Designing systems that keep working when things fail
This philosophy grew out of one simple observation:
homes should not require perfect networks, perfect clouds, or perfect controllers to function. My home is far from any of that, I have a WISP (50ft tower) or a satellite system for internet, nothing is guaranteed way out here, not even power.
Automation should add efficiency and intelligence, not fragility. When parts of the system fail, and they will, the house should degrade gracefully, not confuse the humans living in it.
Below are the core principles I use when designing and operating my Home Assistant–based system.
1) Accept that some devices are cloud-bound and plan for failure
Many commercial devices are cloud-based, and their Home Assistant integrations are cloud-based as well. There’s often nothing we can do about that.
When faced with this reality:
-
install the official or approved (HACS) integration
-
control the device using normal HA automations
-
explicitly accept that loss of internet may break the integration or the device itself
What can be done is failure awareness.
If Home Assistant is running locally but internet egress is down, automations should:
-
detect the loss of connectivity or integration failure
-
notify users clearly that the system is degraded
No one should be standing in a room mashing a button, wondering why nothing is happening. A visible or audible “this is currently broken” signal matters more than silent failure.
2) When local control exists, prefer it and even if cloud features remain
If a device exposes a local API, local protocol, or local control path, that should be the primary integration.
Even when certain features only exist in the cloud, there is rarely a reason to:
-
depend entirely on the cloud, unless the device is cloud only with no internal logic
-
ignore local control just because cloud integration is easier
Use the local interface for core functionality. Layer cloud features on top only where necessary.
Local-first doesn’t mean cloud-never, it means cloud-optional.
3) Devices must be able to do their job without Home Assistant
Wherever possible, devices should contain their own minimal, built-in logic.
Many commercial devices already do this well.
Example: my Litter Robot continues operating if the internet goes down. Otherwise I’d have very unhappy cats.
This principle matters most for:
-
ESPHome devices
-
DIY controllers
-
SwitchBot-style retrofits
-
anything you build yourself
A device doesn’t need to be smart on its own but it must be functional.
If everything fails:
-
Home Assistant down
-
network down
-
integrations broken
…the device should still perform its basic task, even if is inefficient or a little janky.

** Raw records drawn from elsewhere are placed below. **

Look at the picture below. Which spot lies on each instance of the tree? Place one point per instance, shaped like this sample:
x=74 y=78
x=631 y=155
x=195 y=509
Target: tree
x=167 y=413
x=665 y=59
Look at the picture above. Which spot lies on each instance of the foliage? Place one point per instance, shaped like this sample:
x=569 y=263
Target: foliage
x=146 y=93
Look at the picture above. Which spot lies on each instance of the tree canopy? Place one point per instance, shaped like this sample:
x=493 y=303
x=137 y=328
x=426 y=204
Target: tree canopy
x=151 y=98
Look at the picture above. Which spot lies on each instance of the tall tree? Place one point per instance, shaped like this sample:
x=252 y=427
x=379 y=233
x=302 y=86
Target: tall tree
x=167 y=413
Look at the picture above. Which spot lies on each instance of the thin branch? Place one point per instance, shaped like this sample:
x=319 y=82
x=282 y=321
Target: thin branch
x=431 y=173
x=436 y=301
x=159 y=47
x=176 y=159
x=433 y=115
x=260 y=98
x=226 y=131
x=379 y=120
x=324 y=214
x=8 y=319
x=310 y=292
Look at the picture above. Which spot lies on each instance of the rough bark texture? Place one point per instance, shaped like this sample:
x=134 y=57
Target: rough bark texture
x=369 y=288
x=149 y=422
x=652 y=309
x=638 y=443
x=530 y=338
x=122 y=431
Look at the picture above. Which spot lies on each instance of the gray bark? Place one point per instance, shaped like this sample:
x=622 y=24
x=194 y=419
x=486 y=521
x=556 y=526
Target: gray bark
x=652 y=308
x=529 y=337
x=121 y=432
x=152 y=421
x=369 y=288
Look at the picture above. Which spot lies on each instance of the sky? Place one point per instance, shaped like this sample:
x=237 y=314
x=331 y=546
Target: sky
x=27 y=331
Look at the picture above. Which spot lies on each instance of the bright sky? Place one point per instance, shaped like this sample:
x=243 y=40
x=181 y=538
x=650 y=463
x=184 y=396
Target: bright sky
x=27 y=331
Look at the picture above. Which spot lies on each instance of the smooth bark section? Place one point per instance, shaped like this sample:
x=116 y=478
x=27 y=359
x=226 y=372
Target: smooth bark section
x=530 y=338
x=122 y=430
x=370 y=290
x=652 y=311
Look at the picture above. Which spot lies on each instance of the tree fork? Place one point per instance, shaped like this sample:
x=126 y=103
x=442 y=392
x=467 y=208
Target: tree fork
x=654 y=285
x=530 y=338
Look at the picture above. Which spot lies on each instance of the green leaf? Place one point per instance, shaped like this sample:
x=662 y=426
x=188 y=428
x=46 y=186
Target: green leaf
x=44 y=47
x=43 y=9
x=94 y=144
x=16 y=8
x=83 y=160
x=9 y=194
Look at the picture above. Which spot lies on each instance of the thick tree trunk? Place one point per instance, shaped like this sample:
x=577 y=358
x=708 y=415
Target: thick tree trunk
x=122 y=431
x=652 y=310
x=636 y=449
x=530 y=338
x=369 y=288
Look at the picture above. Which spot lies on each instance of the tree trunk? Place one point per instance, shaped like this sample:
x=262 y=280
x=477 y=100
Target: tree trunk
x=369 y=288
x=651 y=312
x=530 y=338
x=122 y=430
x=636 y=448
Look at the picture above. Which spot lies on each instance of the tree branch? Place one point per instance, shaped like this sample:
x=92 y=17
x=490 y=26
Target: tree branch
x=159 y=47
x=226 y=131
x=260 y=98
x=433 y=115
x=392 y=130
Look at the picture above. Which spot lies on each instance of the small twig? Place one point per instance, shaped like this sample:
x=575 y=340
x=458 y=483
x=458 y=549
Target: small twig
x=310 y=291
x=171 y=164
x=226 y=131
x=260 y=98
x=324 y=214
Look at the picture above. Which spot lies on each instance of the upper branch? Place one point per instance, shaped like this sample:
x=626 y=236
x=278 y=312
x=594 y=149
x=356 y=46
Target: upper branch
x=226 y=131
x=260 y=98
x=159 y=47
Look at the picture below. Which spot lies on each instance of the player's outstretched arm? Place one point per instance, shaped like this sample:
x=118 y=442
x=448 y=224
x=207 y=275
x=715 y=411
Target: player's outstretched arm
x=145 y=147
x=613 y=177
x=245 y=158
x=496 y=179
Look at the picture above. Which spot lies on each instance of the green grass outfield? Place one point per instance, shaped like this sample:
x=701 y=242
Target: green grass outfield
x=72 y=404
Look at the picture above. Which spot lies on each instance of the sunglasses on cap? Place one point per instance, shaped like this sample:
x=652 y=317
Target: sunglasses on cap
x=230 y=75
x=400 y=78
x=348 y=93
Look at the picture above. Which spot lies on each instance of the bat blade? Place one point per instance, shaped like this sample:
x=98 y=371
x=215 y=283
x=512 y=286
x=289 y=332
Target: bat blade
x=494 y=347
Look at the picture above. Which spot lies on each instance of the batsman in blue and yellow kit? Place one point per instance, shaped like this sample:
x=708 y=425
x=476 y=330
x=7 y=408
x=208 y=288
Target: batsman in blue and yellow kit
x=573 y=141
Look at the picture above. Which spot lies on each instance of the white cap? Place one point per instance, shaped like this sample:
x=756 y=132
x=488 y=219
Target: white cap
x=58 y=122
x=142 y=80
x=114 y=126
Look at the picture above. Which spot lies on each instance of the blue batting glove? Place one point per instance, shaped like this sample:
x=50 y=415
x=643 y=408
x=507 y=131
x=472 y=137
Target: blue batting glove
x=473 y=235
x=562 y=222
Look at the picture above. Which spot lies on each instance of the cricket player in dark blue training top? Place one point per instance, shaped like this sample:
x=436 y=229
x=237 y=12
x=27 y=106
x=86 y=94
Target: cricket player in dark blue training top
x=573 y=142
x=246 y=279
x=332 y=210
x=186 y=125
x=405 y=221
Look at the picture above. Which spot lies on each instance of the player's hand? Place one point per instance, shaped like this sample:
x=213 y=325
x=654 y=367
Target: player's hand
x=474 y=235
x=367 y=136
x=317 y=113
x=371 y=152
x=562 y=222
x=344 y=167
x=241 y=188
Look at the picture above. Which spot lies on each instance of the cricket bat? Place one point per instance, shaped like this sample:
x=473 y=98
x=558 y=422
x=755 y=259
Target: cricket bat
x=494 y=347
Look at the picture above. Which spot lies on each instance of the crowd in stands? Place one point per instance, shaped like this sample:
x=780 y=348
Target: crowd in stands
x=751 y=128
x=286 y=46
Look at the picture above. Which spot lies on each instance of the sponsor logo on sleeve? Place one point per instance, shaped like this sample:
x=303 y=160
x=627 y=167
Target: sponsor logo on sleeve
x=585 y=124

Working badly is better than not working at all.
Example: hot water recirculator
My hot water recirculator will happily pump in a loop all day long if left alone. That behavior is built into the device itself.
Home Assistant doesn’t run the pump, it optimizes it:
-
disable when no one is home
-
disable during low-use hours (10am–5pm)
-
enable only when it makes sense
If HA goes down, the pump reverts to its basic behavior and continues working. Efficiency is lost but functionality is not.
4) Put efficiency and intelligence in HA, not basic function
This follows directly from the previous rule:
-
Devices provide function
-
Home Assistant provides optimization
HA should be responsible for:
-
energy savings
-
scheduling
-
presence-based behavior
-
cross-device coordination
Devices should not require HA in order to function at all.
This separation keeps failures survivable and systems understandable.
5) Devices should look to Home Assistant rather than the other way around
Whenever possible, devices should consume state from HA, rather than HA constantly polling or chasing device state.
This allows:
-
simpler automations
-
cleaner logic
-
easier fallback behavior when HA is unavailable
Example: “Home Stance” and freeze protection
I maintain a set of Home Stances in Home Assistant. One of them is Freeze Warning.
The Freeze Warning binary turns on when:
-
a forecast predicts freezing temperatures within the next 8 hours
-
or any temperature sensor on the property reports near-freezing conditions
This acts as a central “bat signal.”
ESPHome devices capable of heating:
-
monitor the Freeze Warning binary
-
preemptively turn on heating when it’s active
-
do this regardless of whether they have their own temperature sensor
If HA is up, devices coordinate intelligently.
If HA is down, devices fall back to their own local logic.
The result is centralized awareness with decentralized action.
6) Design for graceful degradation, not perfect uptime
Automation systems should be designed with the assumption that:
-
the internet will go down
-
integrations will fail
-
controllers will reboot
-
something will misbehave at the worst possible time
A good system:
-
fails loudly, not silently
-
informs humans what is broken
-
continues performing essential functions
-
resumes optimization automatically when systems recover
Summary: the operating rules
If I had to condense this philosophy into a few rules:
-
Local-first whenever possible
-
Cloud-optional, never cloud-required
-
Devices must function without HA
-
HA optimizes; devices operate
-
Central awareness, distributed action
-
Graceful degradation beats cleverness
Automation should make a home calmer, not more fragile.
My temperature sensor in the pump house failed, however the heater still turned on because the Home Stance told it to.